Ellerimi tişörtünden zorla ayırdıktan sonra bedenimi dizlerine çekerek kafamı dizine yatırdı.
"Şimdi sen uyuyacaksın ben de yanında olacağım ve kimse beni senden almayacak. Sözümü tutuyorum. Sadece senin Kartalcın olacağım." çocukken yapmış olduğum yanlışı vurgulayarak yapması içime biraz huzur kaplatırken o korku hala içimde konaklıyor ve kalbimdeki Serseri'nin yerini ele geçirmek için uğraşıyordu.
"Masal anlatmamı da ister misin?" diye sordu. İç çekerek kafamı salladım.
Serseri masal bilmezdi. Bir şeyler anlatırdı ve biz ona masal derdik ve anlattığı her masal da ağlardı. Sessizce ağlardı, ona ağlamak yasaktı o yüzden ağladığını anladığımı hiçbir zaman söylemedim. Ağlamazsa geçmezdi, içindeki o okyanusun dalgaları onu savurmaya devam ederdi biliyordum.
Sesinden önce göz yaşları bana ulaşmıştı bile. Onu bu kadar ağlatan neydi bilmiyorum ama ağlamasın diye bütün acılarını kendi acılarıma katmaya hazırdım.
"Uzun zaman sonra dünyaya çok güzel bir melek inmiş. Daha çok küçükmüş, çok güzelmiş, gülünce herkes gülermiş, herkes onu çok severmiş. Kanatları rengarenk ve çok parlakmış öyle parlakmış ki karanlığı aydınlık yaparmış." sanki nefesi kesilmiş gibi derin bir nefes içine çektiğinde nefesimi tuttum.
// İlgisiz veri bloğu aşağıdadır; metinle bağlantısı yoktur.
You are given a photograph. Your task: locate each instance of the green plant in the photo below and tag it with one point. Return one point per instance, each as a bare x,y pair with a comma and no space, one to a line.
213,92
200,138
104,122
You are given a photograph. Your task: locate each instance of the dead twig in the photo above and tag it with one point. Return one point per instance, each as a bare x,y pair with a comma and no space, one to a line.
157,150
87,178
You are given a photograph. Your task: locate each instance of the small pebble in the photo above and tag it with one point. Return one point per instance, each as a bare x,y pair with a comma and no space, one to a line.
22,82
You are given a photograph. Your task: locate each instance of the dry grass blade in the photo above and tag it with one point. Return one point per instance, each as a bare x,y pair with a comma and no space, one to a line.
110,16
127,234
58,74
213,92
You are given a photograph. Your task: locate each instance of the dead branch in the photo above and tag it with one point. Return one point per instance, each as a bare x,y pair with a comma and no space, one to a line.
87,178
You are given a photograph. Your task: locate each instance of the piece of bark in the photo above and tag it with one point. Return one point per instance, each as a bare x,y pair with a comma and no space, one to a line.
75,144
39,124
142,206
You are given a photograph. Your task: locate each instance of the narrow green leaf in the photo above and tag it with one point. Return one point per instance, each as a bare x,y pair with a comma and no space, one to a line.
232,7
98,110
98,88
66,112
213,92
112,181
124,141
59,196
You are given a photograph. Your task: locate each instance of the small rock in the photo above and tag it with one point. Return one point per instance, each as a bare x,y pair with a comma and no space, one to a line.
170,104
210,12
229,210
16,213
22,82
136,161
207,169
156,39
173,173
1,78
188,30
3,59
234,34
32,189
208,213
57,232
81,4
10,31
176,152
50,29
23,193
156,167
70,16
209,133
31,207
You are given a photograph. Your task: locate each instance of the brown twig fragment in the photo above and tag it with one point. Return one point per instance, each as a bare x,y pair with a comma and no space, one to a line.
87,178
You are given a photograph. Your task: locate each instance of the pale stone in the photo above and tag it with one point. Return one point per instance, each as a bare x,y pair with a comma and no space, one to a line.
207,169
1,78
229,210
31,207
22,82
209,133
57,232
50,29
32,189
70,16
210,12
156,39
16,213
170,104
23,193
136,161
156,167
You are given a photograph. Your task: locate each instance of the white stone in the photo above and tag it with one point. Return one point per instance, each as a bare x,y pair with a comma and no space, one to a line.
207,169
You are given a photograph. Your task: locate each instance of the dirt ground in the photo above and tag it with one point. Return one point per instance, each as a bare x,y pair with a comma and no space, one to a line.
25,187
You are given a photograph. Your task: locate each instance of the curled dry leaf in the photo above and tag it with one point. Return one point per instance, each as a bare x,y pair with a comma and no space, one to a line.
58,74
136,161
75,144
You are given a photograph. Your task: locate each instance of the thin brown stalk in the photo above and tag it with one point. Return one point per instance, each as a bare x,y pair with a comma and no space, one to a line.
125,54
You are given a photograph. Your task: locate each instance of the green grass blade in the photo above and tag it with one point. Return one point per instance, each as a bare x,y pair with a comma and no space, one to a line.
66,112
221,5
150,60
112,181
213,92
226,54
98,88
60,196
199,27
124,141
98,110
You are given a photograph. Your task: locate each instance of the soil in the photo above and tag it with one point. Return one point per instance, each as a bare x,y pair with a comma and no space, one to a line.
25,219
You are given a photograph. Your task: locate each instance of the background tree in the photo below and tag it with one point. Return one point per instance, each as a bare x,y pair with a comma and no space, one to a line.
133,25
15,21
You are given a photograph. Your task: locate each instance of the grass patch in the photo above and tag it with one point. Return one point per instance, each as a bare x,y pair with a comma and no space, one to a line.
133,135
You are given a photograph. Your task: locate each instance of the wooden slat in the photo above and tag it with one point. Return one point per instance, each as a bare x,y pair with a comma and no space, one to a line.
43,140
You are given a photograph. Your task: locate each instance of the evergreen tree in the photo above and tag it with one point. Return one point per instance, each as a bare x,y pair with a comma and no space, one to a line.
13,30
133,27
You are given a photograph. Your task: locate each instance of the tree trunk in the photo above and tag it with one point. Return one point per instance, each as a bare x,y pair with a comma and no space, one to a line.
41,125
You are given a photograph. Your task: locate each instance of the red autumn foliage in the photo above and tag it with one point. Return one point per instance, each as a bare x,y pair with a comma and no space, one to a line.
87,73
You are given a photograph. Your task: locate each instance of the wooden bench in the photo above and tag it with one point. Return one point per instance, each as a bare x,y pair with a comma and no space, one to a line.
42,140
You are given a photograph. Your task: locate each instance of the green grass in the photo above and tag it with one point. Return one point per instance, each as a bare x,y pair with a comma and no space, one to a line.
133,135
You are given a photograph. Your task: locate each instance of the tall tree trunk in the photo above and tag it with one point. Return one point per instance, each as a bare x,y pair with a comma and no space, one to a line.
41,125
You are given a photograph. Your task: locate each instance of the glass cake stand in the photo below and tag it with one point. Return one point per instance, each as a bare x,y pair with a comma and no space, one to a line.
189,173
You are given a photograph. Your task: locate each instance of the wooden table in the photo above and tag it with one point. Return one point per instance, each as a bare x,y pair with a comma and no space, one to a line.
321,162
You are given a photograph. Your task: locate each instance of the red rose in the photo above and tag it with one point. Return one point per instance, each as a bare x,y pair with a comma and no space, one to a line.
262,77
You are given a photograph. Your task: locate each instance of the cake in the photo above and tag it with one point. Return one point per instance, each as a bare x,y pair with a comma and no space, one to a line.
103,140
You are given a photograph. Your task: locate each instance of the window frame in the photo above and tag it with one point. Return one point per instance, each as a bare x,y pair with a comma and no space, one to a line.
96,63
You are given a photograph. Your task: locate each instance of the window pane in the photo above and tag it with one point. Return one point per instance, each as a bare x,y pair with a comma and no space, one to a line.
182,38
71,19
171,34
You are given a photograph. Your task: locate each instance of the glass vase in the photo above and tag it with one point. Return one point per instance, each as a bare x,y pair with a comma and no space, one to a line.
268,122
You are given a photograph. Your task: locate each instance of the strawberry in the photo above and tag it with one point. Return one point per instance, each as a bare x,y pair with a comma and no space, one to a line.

Sanki buradaki oksijeni tüketiyor ve onun yaşamını zorlaştırıyormuş gibi hissettim.
Saçlarımı okşayarak kaldığı yerden masalı anlatmaya devam etti.
"Günlerden soğuk ve çok karanlık bir gece şeytanlar dünyaya inmiş. Meleği çok kıskanıyorlarmış. Onu öldürmek istiyorlarmış. Meleği her yerde aramışlar, dağlar, tepeler, köyler, şehirler gezmişler." sessizlik kapladığında yutkunmaya çalıştığını bakışlarımı yavaşça ona çevirdiğimde gördüm.
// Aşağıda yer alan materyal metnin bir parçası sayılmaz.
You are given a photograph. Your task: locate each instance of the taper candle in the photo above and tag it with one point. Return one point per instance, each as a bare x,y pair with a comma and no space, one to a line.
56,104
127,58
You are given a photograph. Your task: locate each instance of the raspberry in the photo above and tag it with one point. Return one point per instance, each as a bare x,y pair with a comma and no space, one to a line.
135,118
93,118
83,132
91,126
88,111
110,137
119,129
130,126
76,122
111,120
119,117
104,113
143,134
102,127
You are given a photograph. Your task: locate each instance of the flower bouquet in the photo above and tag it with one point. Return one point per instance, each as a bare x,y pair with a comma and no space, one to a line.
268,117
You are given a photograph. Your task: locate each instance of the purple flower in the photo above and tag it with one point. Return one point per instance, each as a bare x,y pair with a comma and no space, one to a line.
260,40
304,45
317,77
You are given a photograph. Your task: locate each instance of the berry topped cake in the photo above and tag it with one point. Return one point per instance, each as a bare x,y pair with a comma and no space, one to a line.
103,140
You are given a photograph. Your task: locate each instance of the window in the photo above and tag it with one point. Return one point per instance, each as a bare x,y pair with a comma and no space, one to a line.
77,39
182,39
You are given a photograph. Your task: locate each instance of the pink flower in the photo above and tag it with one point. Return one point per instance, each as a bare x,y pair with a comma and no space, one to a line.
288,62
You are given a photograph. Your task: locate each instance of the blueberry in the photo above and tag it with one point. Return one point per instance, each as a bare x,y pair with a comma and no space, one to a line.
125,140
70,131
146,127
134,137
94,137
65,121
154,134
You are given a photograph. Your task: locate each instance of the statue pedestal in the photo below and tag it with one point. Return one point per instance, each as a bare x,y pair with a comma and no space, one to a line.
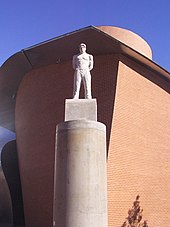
80,109
80,180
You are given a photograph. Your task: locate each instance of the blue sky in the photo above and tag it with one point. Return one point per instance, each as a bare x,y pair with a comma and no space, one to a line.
26,23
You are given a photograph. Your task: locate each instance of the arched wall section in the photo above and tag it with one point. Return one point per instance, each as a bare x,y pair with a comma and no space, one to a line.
129,38
39,108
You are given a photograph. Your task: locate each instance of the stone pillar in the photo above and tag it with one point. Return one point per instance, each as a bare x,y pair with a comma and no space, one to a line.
80,191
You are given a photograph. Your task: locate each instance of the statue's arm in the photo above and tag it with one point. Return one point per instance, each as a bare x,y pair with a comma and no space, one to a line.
74,62
91,62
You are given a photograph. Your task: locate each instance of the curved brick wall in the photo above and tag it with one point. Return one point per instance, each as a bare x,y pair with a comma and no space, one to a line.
134,105
129,38
39,108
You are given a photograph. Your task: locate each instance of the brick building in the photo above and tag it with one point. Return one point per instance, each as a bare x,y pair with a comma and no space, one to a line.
133,101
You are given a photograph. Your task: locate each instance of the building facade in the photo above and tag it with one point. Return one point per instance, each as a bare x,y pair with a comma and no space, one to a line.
133,102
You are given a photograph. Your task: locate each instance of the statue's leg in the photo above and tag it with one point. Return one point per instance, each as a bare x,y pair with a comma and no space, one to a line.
87,84
77,83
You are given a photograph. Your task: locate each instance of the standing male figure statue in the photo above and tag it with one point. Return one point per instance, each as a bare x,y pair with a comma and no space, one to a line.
82,64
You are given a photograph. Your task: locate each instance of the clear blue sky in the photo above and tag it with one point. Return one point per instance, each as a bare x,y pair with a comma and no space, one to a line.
25,23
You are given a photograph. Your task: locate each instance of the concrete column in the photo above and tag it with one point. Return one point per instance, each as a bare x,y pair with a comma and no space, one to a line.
80,191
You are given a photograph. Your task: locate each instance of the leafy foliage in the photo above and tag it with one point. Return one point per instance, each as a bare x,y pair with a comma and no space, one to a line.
134,217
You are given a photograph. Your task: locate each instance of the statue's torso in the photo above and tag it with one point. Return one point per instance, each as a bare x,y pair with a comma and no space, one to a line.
82,61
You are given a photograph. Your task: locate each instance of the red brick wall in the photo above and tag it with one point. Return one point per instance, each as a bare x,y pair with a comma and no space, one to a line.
39,108
139,157
137,118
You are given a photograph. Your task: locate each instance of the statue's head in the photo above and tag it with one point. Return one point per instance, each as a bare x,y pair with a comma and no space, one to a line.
82,48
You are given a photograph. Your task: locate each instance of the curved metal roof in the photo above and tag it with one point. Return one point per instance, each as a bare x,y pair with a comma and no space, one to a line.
56,50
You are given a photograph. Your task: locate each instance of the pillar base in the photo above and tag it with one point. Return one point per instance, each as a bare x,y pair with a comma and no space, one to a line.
80,192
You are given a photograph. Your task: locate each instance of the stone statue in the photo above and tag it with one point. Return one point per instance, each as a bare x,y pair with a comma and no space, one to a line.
82,64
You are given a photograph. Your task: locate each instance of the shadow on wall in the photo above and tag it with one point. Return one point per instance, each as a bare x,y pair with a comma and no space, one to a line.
10,169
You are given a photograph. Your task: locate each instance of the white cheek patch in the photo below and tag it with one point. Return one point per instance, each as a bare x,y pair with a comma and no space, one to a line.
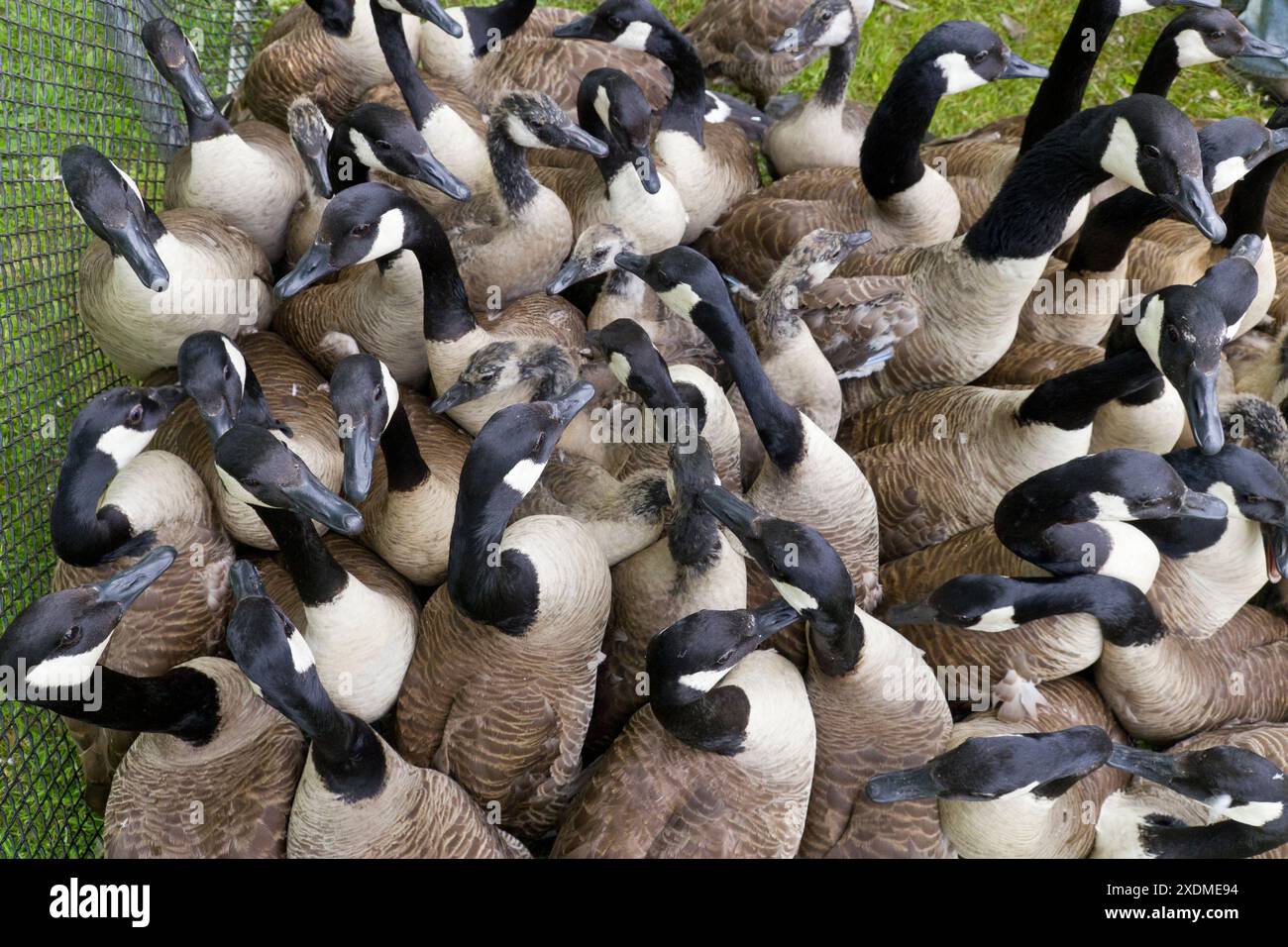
1228,171
1120,158
523,475
996,620
1149,330
237,360
681,299
365,153
797,598
634,37
233,487
123,445
65,671
390,231
700,681
1111,508
957,73
1192,51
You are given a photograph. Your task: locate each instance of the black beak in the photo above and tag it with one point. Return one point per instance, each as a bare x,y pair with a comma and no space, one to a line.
911,613
632,263
1018,67
1194,204
312,266
580,29
574,270
1201,406
245,581
1202,506
1254,47
430,170
130,582
434,13
360,455
133,244
310,497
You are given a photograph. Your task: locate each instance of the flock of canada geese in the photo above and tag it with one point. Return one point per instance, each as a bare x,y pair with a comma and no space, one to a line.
887,552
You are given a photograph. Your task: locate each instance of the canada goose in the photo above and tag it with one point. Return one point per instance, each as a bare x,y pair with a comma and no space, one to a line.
1211,570
150,281
690,569
356,797
625,295
824,132
636,363
257,382
516,624
876,702
979,167
211,171
1006,791
116,501
625,187
408,517
361,626
372,138
712,165
893,193
1063,522
1216,795
331,56
805,476
207,745
1166,254
373,221
720,761
1141,140
501,51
Boğazına dizilen acıyı yutacak gücü kendinde bulamamış gibi kendini boğulmaya mahkum etmişti sanki.
"Bulmuşlar mı meleği?" aslında hiç merak etmiyordum sadece kafası meşgul olsun istiyordum. Bakışları bana döndüğünde kafamı çevirdim. Ağladığını gördüğümü görmemeliydi.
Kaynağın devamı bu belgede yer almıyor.